Надя никогда не любила деревенский дом. Тот самый, который достался от бабушки Полины, с покосившимся крыльцом и печью, которую приходилось топить дважды в день.
Низкие потолки, скрипучие половицы, запах чего-то сырого, даже в самые жаркие дни. Утром — выгрести золу, помыть посуду, сходить за водой к колодцу. Вечером — та же история, только в обратном порядке.
Мать повторяла: «Полюбишь и привыкнешь. Все так живут». Надя не привыкла. Не полюбила.
В школе она сидела допоздна, зарывшись в учебники в библиотеке, пока её не выгоняли. Дома с книжкой — на чердак. Лишь бы не копаться в земле, не чистить курятник, не помогать матери с вечными делами по дому.
Училась Надя лучше всех. На выпускном, когда директор вручал ей красный аттестат, мать прослезилась. Отец, трезвый впервые за долгое время, одёрнул пиджак и пробормотал: «Умница. Вся в меня». Младший брат Костик сидел на последнем ряду, болтая ногами, — ему тогда тринадцать было, смешной, вихрастый.
— Ну что, Надюша, куда теперь? — спросила историчка после выпускного.
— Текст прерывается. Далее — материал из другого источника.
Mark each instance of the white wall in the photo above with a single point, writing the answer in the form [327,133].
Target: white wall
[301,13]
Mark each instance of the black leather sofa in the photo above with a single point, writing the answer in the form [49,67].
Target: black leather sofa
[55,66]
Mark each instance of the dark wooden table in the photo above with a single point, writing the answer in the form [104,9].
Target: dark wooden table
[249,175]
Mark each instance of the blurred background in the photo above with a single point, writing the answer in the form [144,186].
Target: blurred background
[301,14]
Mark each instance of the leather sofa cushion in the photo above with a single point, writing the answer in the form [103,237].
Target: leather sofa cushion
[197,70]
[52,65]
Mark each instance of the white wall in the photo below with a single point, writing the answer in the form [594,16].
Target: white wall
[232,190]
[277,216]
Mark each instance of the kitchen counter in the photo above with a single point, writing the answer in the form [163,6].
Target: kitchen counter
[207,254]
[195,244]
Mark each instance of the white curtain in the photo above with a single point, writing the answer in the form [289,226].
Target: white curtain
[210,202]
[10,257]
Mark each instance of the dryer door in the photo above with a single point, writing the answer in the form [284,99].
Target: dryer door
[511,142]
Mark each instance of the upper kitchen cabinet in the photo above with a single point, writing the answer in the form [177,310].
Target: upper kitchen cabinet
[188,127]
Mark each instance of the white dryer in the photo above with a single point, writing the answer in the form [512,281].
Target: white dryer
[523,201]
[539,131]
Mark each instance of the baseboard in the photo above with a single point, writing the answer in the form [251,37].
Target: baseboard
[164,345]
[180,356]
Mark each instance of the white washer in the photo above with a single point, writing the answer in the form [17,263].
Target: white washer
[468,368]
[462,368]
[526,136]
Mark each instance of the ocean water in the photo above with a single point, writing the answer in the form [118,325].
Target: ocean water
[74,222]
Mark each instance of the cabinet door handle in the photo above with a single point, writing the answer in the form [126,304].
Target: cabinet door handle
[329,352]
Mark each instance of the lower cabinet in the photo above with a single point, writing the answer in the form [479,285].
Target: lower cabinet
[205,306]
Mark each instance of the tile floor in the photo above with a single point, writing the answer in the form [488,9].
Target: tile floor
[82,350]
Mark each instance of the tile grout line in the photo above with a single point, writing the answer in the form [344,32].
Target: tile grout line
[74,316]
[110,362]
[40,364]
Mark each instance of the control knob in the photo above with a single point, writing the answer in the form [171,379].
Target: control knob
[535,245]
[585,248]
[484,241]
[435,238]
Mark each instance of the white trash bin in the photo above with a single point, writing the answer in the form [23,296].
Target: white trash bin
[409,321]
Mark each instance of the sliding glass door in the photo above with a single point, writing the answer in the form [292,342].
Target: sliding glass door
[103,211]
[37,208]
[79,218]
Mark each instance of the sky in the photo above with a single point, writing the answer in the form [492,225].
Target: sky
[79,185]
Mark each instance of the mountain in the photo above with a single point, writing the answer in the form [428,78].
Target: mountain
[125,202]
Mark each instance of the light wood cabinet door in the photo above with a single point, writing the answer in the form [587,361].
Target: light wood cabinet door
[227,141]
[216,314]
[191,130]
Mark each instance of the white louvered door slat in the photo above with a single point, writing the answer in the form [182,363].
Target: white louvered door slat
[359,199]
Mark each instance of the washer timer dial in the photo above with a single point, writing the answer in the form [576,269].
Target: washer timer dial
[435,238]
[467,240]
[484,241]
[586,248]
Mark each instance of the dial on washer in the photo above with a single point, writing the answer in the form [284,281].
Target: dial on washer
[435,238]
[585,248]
— В город, — ответила Надя без раздумий. — Подальше отсюда.
В тот же вечер она объявила родителям, что поступает в университет. Мать всплеснула руками:
— Да ты что, Надька? Какой университет? Денег-то где взять?
— На бюджет пойду. По баллам пройду, уверена.
Отец — что удивительно — поддержал. Помог собрать документы, сам отвёз в город на своей старенькой «шестёрке». Всю дорогу молчал, только один раз сказал:
— Учись, дочка. Тебе бы выбраться отсюда.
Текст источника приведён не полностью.